Spokane author Mary Cronk Farrell (“Pure Grit,” “Fanny Never Flinched,” “Standing Up Against Hate”) writes of Leroy’s time in Vietnam in “Close-Up on War: The Story of Pioneering Photojournalist Catherine Leroy in Vietnam,” a nonfiction book written for students. Being about a photojournalist, it is packed with photos, mostly taken by Leroy. Farrell also uses the letters Leroy wrote home to her parents to give a glimpse of what might be considered normalcy amid her work (in one letter, she asks her mom to send Tampax).
Leroy was a trailblazer. She was the first press corps member (man or woman) to join the first paratrooping jump of the Vietnam War (with the 173rd Airborne Brigade). She and a fellow French photojournalist were captured by North Vietnamese soldiers in Hue and were the first to really be allowed to take pictures of them. After Vietnam, she was the first woman to receive the Robert Capa Gold Medal for her photojournalism in Lebanon during its civil war.

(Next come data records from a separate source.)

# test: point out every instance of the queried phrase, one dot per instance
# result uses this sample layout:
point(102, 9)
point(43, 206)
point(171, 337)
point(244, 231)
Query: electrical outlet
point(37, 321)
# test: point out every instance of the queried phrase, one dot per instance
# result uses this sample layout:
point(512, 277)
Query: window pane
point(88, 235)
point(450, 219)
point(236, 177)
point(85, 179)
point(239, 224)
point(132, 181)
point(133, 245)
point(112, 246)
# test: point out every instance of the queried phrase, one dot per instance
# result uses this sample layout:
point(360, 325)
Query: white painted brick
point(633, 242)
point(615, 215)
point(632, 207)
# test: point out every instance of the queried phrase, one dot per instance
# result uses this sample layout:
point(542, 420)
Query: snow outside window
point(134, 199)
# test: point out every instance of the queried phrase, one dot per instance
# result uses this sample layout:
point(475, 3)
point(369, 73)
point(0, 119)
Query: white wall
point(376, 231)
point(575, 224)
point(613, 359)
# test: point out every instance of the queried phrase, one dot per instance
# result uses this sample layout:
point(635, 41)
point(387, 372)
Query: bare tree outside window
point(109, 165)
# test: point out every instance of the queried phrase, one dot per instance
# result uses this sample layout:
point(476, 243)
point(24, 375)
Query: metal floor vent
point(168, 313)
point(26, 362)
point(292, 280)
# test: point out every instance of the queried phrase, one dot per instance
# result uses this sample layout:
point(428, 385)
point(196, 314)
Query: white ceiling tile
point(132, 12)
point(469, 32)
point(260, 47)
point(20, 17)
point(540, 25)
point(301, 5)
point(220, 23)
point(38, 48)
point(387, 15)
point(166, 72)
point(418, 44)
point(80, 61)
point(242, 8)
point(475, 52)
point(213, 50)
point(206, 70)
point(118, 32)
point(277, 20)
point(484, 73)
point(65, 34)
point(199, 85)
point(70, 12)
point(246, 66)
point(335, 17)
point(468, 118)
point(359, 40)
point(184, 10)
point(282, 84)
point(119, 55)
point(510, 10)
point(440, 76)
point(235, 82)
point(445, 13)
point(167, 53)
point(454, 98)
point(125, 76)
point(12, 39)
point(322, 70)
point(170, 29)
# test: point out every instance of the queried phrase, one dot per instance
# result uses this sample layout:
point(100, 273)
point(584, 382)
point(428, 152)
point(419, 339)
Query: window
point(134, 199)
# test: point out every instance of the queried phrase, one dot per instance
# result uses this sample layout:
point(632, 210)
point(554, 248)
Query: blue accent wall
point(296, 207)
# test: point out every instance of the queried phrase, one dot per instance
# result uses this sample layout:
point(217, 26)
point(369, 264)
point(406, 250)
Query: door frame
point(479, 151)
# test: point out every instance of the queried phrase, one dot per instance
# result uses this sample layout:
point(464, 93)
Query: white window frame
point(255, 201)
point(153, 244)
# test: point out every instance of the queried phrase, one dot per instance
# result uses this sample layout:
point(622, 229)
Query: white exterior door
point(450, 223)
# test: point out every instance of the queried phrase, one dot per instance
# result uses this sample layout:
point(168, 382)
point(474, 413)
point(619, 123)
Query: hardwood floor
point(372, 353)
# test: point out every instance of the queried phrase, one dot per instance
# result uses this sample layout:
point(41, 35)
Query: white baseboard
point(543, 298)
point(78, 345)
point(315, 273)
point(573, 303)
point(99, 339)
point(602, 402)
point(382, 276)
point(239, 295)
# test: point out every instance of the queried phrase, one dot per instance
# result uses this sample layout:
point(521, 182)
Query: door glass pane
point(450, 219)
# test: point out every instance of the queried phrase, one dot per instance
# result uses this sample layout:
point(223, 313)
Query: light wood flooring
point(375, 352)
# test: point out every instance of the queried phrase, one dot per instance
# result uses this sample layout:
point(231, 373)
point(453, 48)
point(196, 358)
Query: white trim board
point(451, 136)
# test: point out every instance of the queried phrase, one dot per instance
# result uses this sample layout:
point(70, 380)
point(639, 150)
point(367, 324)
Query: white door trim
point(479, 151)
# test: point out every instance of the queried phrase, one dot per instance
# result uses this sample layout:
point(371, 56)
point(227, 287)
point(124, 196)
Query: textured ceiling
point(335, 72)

Leroy had many people supporting her when she got to Vietnam, especially when she started to make waves. Horst Faas, head of the Associated Press office in Saigon, agreed to pay $15 for every picture he used. Numerous other journalists, soldiers, Marines and high-up military men had her back and gave her leads – she was always itching to be in the place with the most action. Of course, there were always those who couldn’t stand Leroy’s breaking of the feminine mold, couldn’t handle her taking part in men’s work, couldn’t take her dirtying herself in a man’s war.
What made me really connect with Leroy was how Cronk Farrell described her stature. She was a petite blonde, not even reaching 100 pounds. She was tromping through jungles carrying half her body weight in cameras and supplies she needed to survive with these hulking soldiers she said were like brothers. She proved that you can do big things as a small person.
This book really is about war – about the toll it took on people, their homes, the environment and how Leroy recorded that. This book is very important to read right now with the war in Ukraine and especially with so many journalists being killed and injured there. It’s said in the book that no war had been as publicized without the military’s control as the Vietnam War, and that it probably wouldn’t happen again. Leroy shows us how important it is to see the faces struck by war.
Sylvie Manz is a sophomore at Lewis and Clark High School.